© JUNGE FREIHEIT Verlag GmbH & Co. KG www.jungefreiheit.de 38/19 / 13. September 2019

EZB-Nullzins: Ein Angriff auf das deutsche Grundgesetz?
Legalisierter Raub
Dirk Meyer

Die „außergewöhnliche Geldpolitik“ der EZB wirkt sich gemäß verschiedener Studien mit minus 0,4 bis minus 1,3 Prozentpunkten kaum auf den Kapitalmarktzins der Eurozone aus. Für Paul Kirchhof scheint die Sache trotzdem klar: Der EZB-Nullzins schränkt das grundgesetzlich garantierte Freiheits- und Eigentumsrecht ein. Durch ihre Tätigkeit greife die EZB „in einen Kernbereich der Eigentumsgarantie – die Nutzbarkeit des Eigentums – ein“, so der Ex-Bundesverfassungsrichter in der Welt. Doch auch in anderen Bereichen beeinflußt der Staat Preise und Renditen, etwa durch Mieterschutz, Mindestlöhne und Umweltauflagen.

Kirchhof räumt ein, daß die Eigentümerfreiheit die Freiheit zur Nutzung des Eigentums, nicht aber einen bestimmten Nutzungserfolg garantiert. Hinsichtlich der offiziellen Geldwertstabilität kann die EZB eine positive Bilanz vorlegen. Für Deutschland lag die Inflationsrate seit Einführung des Euro 1999 in nur vier Jahren über zwei Prozent. Damit waren Euro-Sparer einer historisch niedrigen Geldentwertung ausgesetzt – das Geldeigentum blieb geschützt. Gleiches gilt für die Freiheit der Kapitalanlage. Allerdings ist mit dieser Freiheit auch das Risiko von Gewinn und Verlust untrennbar verknüpft. So waren die Realzinsen von Spareinlagen mit dreimonatiger Kündigungsfrist, also der Rendite unter Berücksichtigung der Inflation, seit 2010 negativ – ähnlich wie zu D-Mark-Zeiten 1972 bis 1982 und 1991 bis 1994. Wurde das Vermögen hingegen in Aktien oder Immobilien angelegt, konnte der Anleger unter Berücksichtigung der Vermögenspreissteigerung hohe Renditen erzielen. Zudem gewannen Kreditschuldner (Firmen, Häuslebauer, Ratenzahler und der Staat/Steuerzahler) Vorteile aus niedrigen Zinsen. Laut DZ Bank verloren deutsche Sparer von 2010 bis 2019 zwar 648 Milliarden Euro an Zinsen – verglichen mit einem „Normalzins“ aus 2007. Dem stehen jedoch Einsparungen bei Schuldnern von 290 Milliarden Euro gegenüber.

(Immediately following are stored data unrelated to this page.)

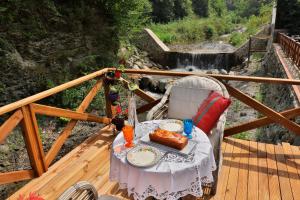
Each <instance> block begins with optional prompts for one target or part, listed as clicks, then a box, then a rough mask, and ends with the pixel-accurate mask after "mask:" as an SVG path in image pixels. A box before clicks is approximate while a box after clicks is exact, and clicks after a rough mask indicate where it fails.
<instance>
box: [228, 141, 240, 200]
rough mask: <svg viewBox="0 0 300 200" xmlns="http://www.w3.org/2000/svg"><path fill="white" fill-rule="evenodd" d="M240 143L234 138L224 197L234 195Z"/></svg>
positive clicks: (234, 196)
mask: <svg viewBox="0 0 300 200" xmlns="http://www.w3.org/2000/svg"><path fill="white" fill-rule="evenodd" d="M240 153H241V143H240V141H238V140H235V143H234V148H233V152H232V157H231V165H230V170H229V177H228V183H227V188H226V192H225V199H226V200H232V199H235V197H236V190H237V183H238V178H239V163H240V159H241V155H240Z"/></svg>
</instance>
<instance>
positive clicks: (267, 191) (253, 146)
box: [9, 128, 300, 200]
mask: <svg viewBox="0 0 300 200" xmlns="http://www.w3.org/2000/svg"><path fill="white" fill-rule="evenodd" d="M113 138H114V137H113V136H112V135H111V132H110V129H109V128H106V129H103V130H101V131H99V133H97V134H96V135H95V136H94V137H92V138H89V139H88V140H87V141H86V142H84V143H82V144H81V145H80V146H78V147H77V148H75V149H74V150H73V151H71V152H70V153H69V154H67V155H66V156H65V157H63V158H62V159H61V160H60V161H58V162H57V163H55V164H54V165H52V166H51V167H50V168H49V170H48V171H47V172H46V173H45V174H43V175H42V176H41V177H39V178H36V179H34V180H32V181H30V182H29V183H28V184H27V185H25V186H24V187H23V188H21V189H20V190H19V191H17V192H16V193H15V194H14V195H12V196H11V197H10V198H9V199H18V197H19V195H20V194H28V193H29V192H32V191H36V192H37V193H39V194H40V195H41V196H43V197H44V198H45V199H47V200H48V199H57V197H58V196H59V195H60V194H61V193H62V192H63V191H64V190H66V189H67V188H68V187H70V186H71V185H72V184H74V183H76V182H78V181H80V180H87V181H89V182H91V183H92V184H93V185H94V186H95V187H96V188H97V190H98V192H99V194H112V195H116V196H118V197H121V198H123V199H130V198H129V197H127V194H126V191H124V190H119V189H118V184H117V183H115V182H110V181H109V158H110V148H109V147H110V144H111V142H112V140H113ZM222 151H223V159H224V160H223V165H222V171H221V174H220V178H219V185H218V191H217V194H216V195H215V196H213V197H211V198H210V199H213V200H221V199H228V200H231V199H237V200H242V199H249V200H250V199H259V200H261V199H262V200H268V199H269V200H277V199H283V200H290V199H295V200H296V199H297V200H298V199H299V200H300V179H299V177H300V149H299V147H296V146H291V145H289V144H287V143H283V144H282V145H272V144H265V143H257V142H252V141H244V140H238V139H233V138H226V139H224V142H223V145H222Z"/></svg>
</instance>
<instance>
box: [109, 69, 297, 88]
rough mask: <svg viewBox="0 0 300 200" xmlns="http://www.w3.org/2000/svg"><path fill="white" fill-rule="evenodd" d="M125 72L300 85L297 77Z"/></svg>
mask: <svg viewBox="0 0 300 200" xmlns="http://www.w3.org/2000/svg"><path fill="white" fill-rule="evenodd" d="M109 70H111V71H112V70H114V69H109ZM124 73H128V74H149V75H161V76H177V77H185V76H191V75H205V76H210V77H214V78H216V79H219V80H228V81H247V82H258V83H274V84H289V85H300V80H296V79H283V78H268V77H256V76H232V75H221V74H203V73H199V72H175V71H163V70H137V69H125V70H124Z"/></svg>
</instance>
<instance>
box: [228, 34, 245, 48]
mask: <svg viewBox="0 0 300 200" xmlns="http://www.w3.org/2000/svg"><path fill="white" fill-rule="evenodd" d="M246 39H247V38H245V36H244V35H243V34H242V33H240V32H234V33H233V34H232V35H231V36H230V39H229V42H230V44H232V45H233V46H239V45H241V44H242V43H243V42H244V41H245V40H246Z"/></svg>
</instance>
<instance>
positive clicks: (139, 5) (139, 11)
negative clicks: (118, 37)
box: [100, 0, 151, 37]
mask: <svg viewBox="0 0 300 200" xmlns="http://www.w3.org/2000/svg"><path fill="white" fill-rule="evenodd" d="M100 2H101V3H103V4H104V5H105V8H106V11H107V12H108V14H109V15H110V16H111V17H112V19H113V21H114V22H115V24H116V31H118V33H119V36H121V37H131V36H132V34H133V33H135V32H137V31H139V30H140V28H141V27H142V25H145V24H146V23H147V22H148V21H149V17H150V13H151V4H150V2H149V1H148V0H139V1H136V0H126V1H124V0H100Z"/></svg>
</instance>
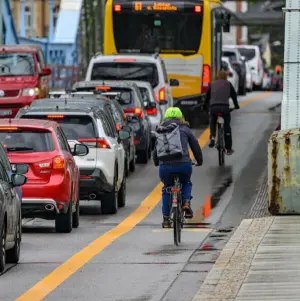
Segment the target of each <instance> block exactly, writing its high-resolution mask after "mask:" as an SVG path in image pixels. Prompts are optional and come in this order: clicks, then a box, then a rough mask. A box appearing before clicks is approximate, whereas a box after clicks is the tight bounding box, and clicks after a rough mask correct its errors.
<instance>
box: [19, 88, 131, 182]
mask: <svg viewBox="0 0 300 301" xmlns="http://www.w3.org/2000/svg"><path fill="white" fill-rule="evenodd" d="M64 96H66V99H67V103H68V104H76V103H77V104H78V105H80V104H83V103H84V105H85V106H86V105H90V106H98V107H99V108H101V109H102V110H104V111H105V113H106V115H107V117H108V118H109V119H110V121H111V123H112V124H114V126H115V128H116V130H117V131H119V130H120V129H121V128H123V129H126V128H127V129H128V131H129V132H130V133H131V136H130V138H129V139H126V140H123V141H122V144H123V147H124V150H125V154H126V162H125V167H126V170H125V172H126V176H128V175H129V171H131V172H133V171H135V161H136V160H135V157H136V153H135V152H136V151H135V144H134V133H133V130H132V128H131V127H130V126H129V124H128V121H127V119H126V118H125V116H124V113H123V109H122V107H121V105H120V104H119V103H118V102H117V101H116V100H115V99H111V98H110V97H106V96H103V95H102V94H101V93H100V94H98V93H93V92H82V93H69V94H64V95H62V97H64ZM45 102H46V103H48V100H39V101H37V102H35V103H33V104H32V106H31V108H34V107H36V106H43V104H44V103H45ZM56 102H58V104H61V102H63V100H62V99H58V98H56V99H55V100H53V102H52V104H54V103H56ZM27 111H28V109H27ZM24 114H25V115H26V109H24V110H22V111H21V112H20V113H19V114H18V115H17V116H16V118H19V117H20V116H21V115H24Z"/></svg>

Verfassungsrechtliche Relevanz haben zwei Fragestellungen: Da die negativen Realzinsen ertragswirksam besteuert werden, könnte dies im wirtschaftlichen Sinne gegen die Eigentumsgarantie verstoßen. Gemäß einer Entscheidung aus dem Jahr 1978 hält das Bundesverfassungsgericht jedoch am zahlenmäßig-nominellen Wert fest.

Und auch die bei kleineren Geldbeträgen drohenden Negativzinsen auf Girokonten sind als „Verwahrentgelte“ einkommenssteuerlich nicht abzugsfähig – Besteuerung bleibt legalisierter Raub. Sodann entscheidet das Bundesverfassungsgericht demnächst über die Frage, ob die zinssenkenden Ankäufe von Staatsanleihen gegen die Unabhängigkeit der EZB und gegen das Verbot der monetären Staatsfinanzierung verstoßen. Die Hoffnung stirbt nie!






Prof. Dr. Dirk Meyer lehrt Ökonomie an der Helmut-Schmidt-Universität Hamburg.